Les dépôts de protéines qui perturbent la communication entre les neurones et provoquent leur destruction sont caractéristiques de la maladie d’Alzheimer. L’accumulation de protéines tau mal repliées est notamment à l’origine d’un de ces agrégats. Dans le cadre d’un nouveau projet de recherche soutenu par la Fondation Synapsis, vous souhaitez découvrir s’il est possible de prédire le développement d’une tauopathie au stade précoce. Comment procédez-vous ?

L’accumulation de dépôts de protéines entraîne effectivement divers dysfonctionnements des neurones et provoque leur mort à long terme. En 2020, nous avons démontré que les astrocytes – des cellules présentes en très grand nombre dans le cerveau – sont également touchés par les agrégats de protéine tau, et ce beaucoup plus tôt que nous ne le pensions. Ce travail de recherche a été financé par la Fondation Synapsis. Les astrocytes remplissent de multiples fonctions dans le cerveau, dont la sécrétion de petites vésicules appelées exosomes. Les exosomes sont des véhicules de transport qui contiennent des molécules telles que des acides nucléiques et des protéines. Ils servent à la communication entre les cellules et leur environnement et peuvent aussi passer dans le sang. Notre projet actuel vise à isoler ces exosomes au stade précoce de la pathologie. Dans un deuxième temps, nous voulons déterminer s’ils recèlent des biomarqueurs qui pourraient indiquer un agrégat de protéines tau dans le cerveau à ses débuts.
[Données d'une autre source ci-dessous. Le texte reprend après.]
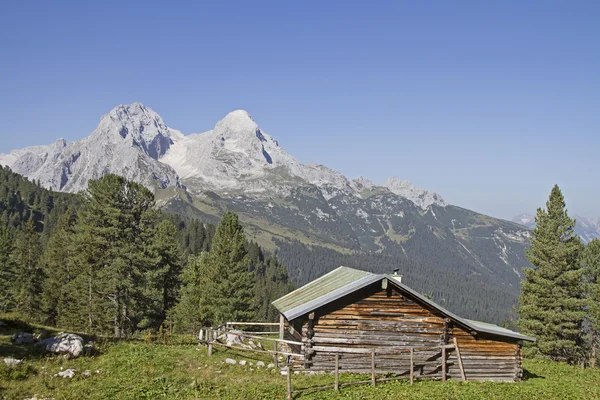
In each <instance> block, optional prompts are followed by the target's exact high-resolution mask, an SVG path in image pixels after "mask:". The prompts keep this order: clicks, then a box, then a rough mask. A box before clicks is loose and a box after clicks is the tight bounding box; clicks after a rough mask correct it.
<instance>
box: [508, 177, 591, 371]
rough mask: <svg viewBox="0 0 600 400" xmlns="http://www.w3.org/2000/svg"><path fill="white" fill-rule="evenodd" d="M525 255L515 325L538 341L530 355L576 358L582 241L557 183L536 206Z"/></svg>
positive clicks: (581, 308)
mask: <svg viewBox="0 0 600 400" xmlns="http://www.w3.org/2000/svg"><path fill="white" fill-rule="evenodd" d="M535 222H536V228H535V230H534V231H533V239H532V240H531V247H530V249H529V250H528V251H527V258H528V260H529V261H530V262H531V264H532V265H533V268H528V269H525V270H524V273H525V281H523V283H522V286H521V296H520V298H519V327H520V328H521V330H522V332H523V333H524V334H527V335H531V336H533V337H535V338H536V339H537V341H536V342H535V343H533V344H531V345H529V347H528V348H526V354H527V355H530V356H536V355H541V356H546V357H549V358H550V359H552V360H556V361H567V362H571V363H573V362H577V361H579V360H580V359H581V357H582V352H583V334H582V324H583V320H584V316H585V312H584V308H583V307H584V299H583V293H584V292H583V287H582V276H583V269H582V268H581V266H580V263H579V255H580V251H581V248H582V244H581V241H580V239H579V237H578V236H577V235H575V233H574V227H575V220H573V219H571V218H569V216H568V214H567V210H566V208H565V201H564V198H563V195H562V193H561V191H560V189H559V187H558V186H554V188H553V189H552V192H551V193H550V198H549V200H548V202H547V203H546V209H541V208H540V209H538V210H537V216H536V218H535Z"/></svg>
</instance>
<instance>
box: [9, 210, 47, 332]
mask: <svg viewBox="0 0 600 400" xmlns="http://www.w3.org/2000/svg"><path fill="white" fill-rule="evenodd" d="M40 253H41V247H40V243H39V237H38V233H37V232H36V231H35V225H34V222H33V220H32V219H29V220H28V221H27V222H26V223H25V225H24V226H23V231H22V232H21V235H20V236H19V238H18V239H17V243H16V245H15V249H14V252H13V259H14V262H15V272H16V274H15V275H16V276H15V288H16V310H17V312H19V313H20V314H21V315H22V316H23V317H25V318H27V319H29V320H34V321H36V320H37V319H38V318H39V317H40V314H41V292H42V283H43V280H44V276H43V272H42V268H41V265H40V261H39V258H40Z"/></svg>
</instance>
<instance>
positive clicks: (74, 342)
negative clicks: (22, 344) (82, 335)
mask: <svg viewBox="0 0 600 400" xmlns="http://www.w3.org/2000/svg"><path fill="white" fill-rule="evenodd" d="M36 346H37V347H40V348H43V349H44V350H46V351H49V352H51V353H57V354H67V355H68V356H69V357H79V355H80V354H81V353H82V352H83V339H82V338H81V336H79V335H75V334H73V333H61V334H60V335H58V336H55V337H52V338H48V339H44V340H42V341H40V342H38V343H37V344H36Z"/></svg>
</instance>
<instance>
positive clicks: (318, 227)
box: [0, 103, 531, 323]
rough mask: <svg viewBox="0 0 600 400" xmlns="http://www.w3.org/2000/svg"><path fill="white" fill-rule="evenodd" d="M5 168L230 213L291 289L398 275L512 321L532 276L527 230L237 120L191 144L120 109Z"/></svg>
mask: <svg viewBox="0 0 600 400" xmlns="http://www.w3.org/2000/svg"><path fill="white" fill-rule="evenodd" d="M0 165H7V166H9V167H10V168H11V169H12V170H13V171H14V172H16V173H19V174H21V175H23V176H25V177H27V178H29V179H30V180H36V181H39V182H40V184H41V185H42V186H43V187H45V188H48V189H52V190H56V191H61V192H79V191H82V190H85V188H86V187H87V182H88V181H89V180H91V179H97V178H99V177H101V176H102V175H104V174H106V173H115V174H119V175H122V176H124V177H126V178H128V179H131V180H135V181H137V182H140V183H143V184H144V185H146V186H148V187H149V188H151V189H152V190H153V191H154V192H155V195H156V198H157V203H158V204H159V205H160V207H162V208H163V209H164V210H165V211H167V212H172V213H178V214H180V215H182V216H184V217H186V218H198V219H200V220H202V221H204V222H206V223H215V222H217V221H218V219H219V217H220V215H221V214H222V213H223V212H224V211H226V210H232V211H235V212H236V213H238V214H239V216H240V219H241V220H242V221H243V223H244V226H245V230H246V233H247V234H248V235H249V237H250V238H251V239H253V240H254V241H256V242H258V243H259V244H260V245H261V246H263V247H265V248H268V249H271V250H273V251H275V252H276V253H277V256H278V257H279V259H280V260H281V261H282V262H283V263H284V264H285V265H286V266H287V267H288V270H289V276H290V277H291V278H292V280H293V281H294V282H295V283H296V284H303V283H306V282H308V281H309V280H312V279H314V278H316V277H318V276H320V275H322V274H323V273H325V272H328V271H330V270H332V269H334V268H336V267H338V266H340V265H346V266H349V267H358V268H361V269H367V270H371V271H373V272H390V271H392V270H393V269H396V268H399V269H400V271H401V272H400V273H401V274H403V275H404V279H405V281H406V282H407V283H408V284H409V285H410V286H411V287H413V288H415V289H416V290H419V291H422V292H424V293H427V294H430V295H432V296H433V297H434V298H435V300H436V301H437V302H438V303H440V304H442V305H445V306H446V307H447V308H449V309H450V310H452V311H454V312H457V313H459V314H461V315H465V316H468V317H471V318H475V319H484V320H489V321H491V322H498V323H503V322H506V321H508V320H510V319H511V318H512V317H513V306H514V305H515V304H516V301H517V298H518V294H519V289H520V280H521V278H522V276H523V275H522V268H524V267H527V266H529V263H528V262H527V260H526V258H525V249H526V247H527V246H528V244H529V238H530V237H531V234H530V230H529V229H528V228H526V227H524V226H522V225H519V224H517V223H514V222H509V221H505V220H501V219H496V218H492V217H489V216H485V215H482V214H478V213H476V212H473V211H470V210H467V209H464V208H461V207H458V206H454V205H451V204H447V203H446V202H445V201H444V200H443V199H442V197H441V196H440V195H438V194H437V193H433V192H430V191H427V190H422V189H419V188H417V187H415V186H413V185H412V184H411V183H410V182H408V181H401V180H399V179H397V178H395V177H392V178H390V179H388V180H387V181H386V182H385V183H382V184H376V183H373V182H371V181H369V180H367V179H364V178H362V177H359V178H356V179H353V180H350V179H348V178H346V177H345V176H344V175H342V174H340V173H339V172H336V171H333V170H331V169H329V168H327V167H325V166H323V165H319V164H313V163H311V164H308V165H304V164H302V163H300V162H299V161H298V160H296V159H295V158H294V157H293V156H292V155H290V154H288V153H287V152H286V151H285V150H284V149H283V148H282V147H281V145H280V144H279V143H278V142H277V141H276V140H275V139H274V138H273V137H271V136H270V135H268V134H267V133H266V132H263V131H262V130H261V129H260V128H259V127H258V125H257V124H256V123H255V122H254V121H253V120H252V118H251V117H250V115H249V114H248V113H247V112H246V111H242V110H237V111H233V112H231V113H229V114H228V115H227V116H225V118H223V119H222V120H221V121H219V122H217V124H216V125H215V127H214V128H213V129H212V130H210V131H208V132H204V133H198V134H190V135H187V136H186V135H183V134H182V133H181V132H179V131H177V130H175V129H172V128H170V127H168V126H167V125H166V124H165V123H164V121H163V120H162V118H161V117H160V116H159V115H158V114H157V113H155V112H154V111H153V110H151V109H150V108H148V107H145V106H144V105H142V104H140V103H133V104H129V105H121V106H118V107H116V108H114V109H113V110H111V111H110V112H109V113H108V114H106V115H104V116H103V117H102V118H101V120H100V124H99V125H98V127H97V128H96V130H94V131H93V132H92V133H91V135H89V136H88V137H86V138H84V139H82V140H79V141H75V142H72V143H67V142H66V141H65V140H63V139H59V140H57V141H56V142H54V143H53V144H50V145H47V146H35V147H28V148H25V149H21V150H15V151H12V152H11V153H9V154H0ZM404 173H406V174H407V173H410V171H406V172H404Z"/></svg>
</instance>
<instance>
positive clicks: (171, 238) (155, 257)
mask: <svg viewBox="0 0 600 400" xmlns="http://www.w3.org/2000/svg"><path fill="white" fill-rule="evenodd" d="M151 252H152V256H153V258H154V259H153V265H152V268H151V269H149V270H148V272H147V282H148V284H149V290H148V295H149V297H150V298H151V299H152V303H153V304H152V309H153V312H152V313H151V314H150V315H148V318H149V320H148V321H147V324H150V325H155V326H160V325H161V324H162V323H163V321H164V320H165V318H166V317H167V312H168V311H169V310H170V309H171V308H172V307H173V306H174V305H175V301H176V299H177V296H178V294H179V293H178V292H179V286H180V274H181V260H180V256H179V253H180V250H179V245H178V243H177V228H176V227H175V225H173V223H172V222H171V221H169V220H163V221H161V223H160V224H158V226H157V227H156V230H155V234H154V238H153V240H152V248H151Z"/></svg>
Quel bénéfice attendez-vous de vos travaux, concrètement ?

Nos recherches pourraient être importantes tant pour le diagnostic que pour la surveillance du traitement. Actuellement, la recherche sur les biomarqueurs se concentre sur la mesure de différentes protéines dans le sang. Bien que cette approche soit prometteuse, il est peu probable que la mesure des protéines dans le sang suffise pour appréhender le large éventail des démences et des troubles psychiatriques. Nous poursuivons une approche plus personnalisée. L’emploi des exosomes comme biomarqueurs pourrait rapidement devenir un instrument utile dans la pratique clinique pour aider les médecins à affiner le diagnostic ou à mieux surveiller les traitements.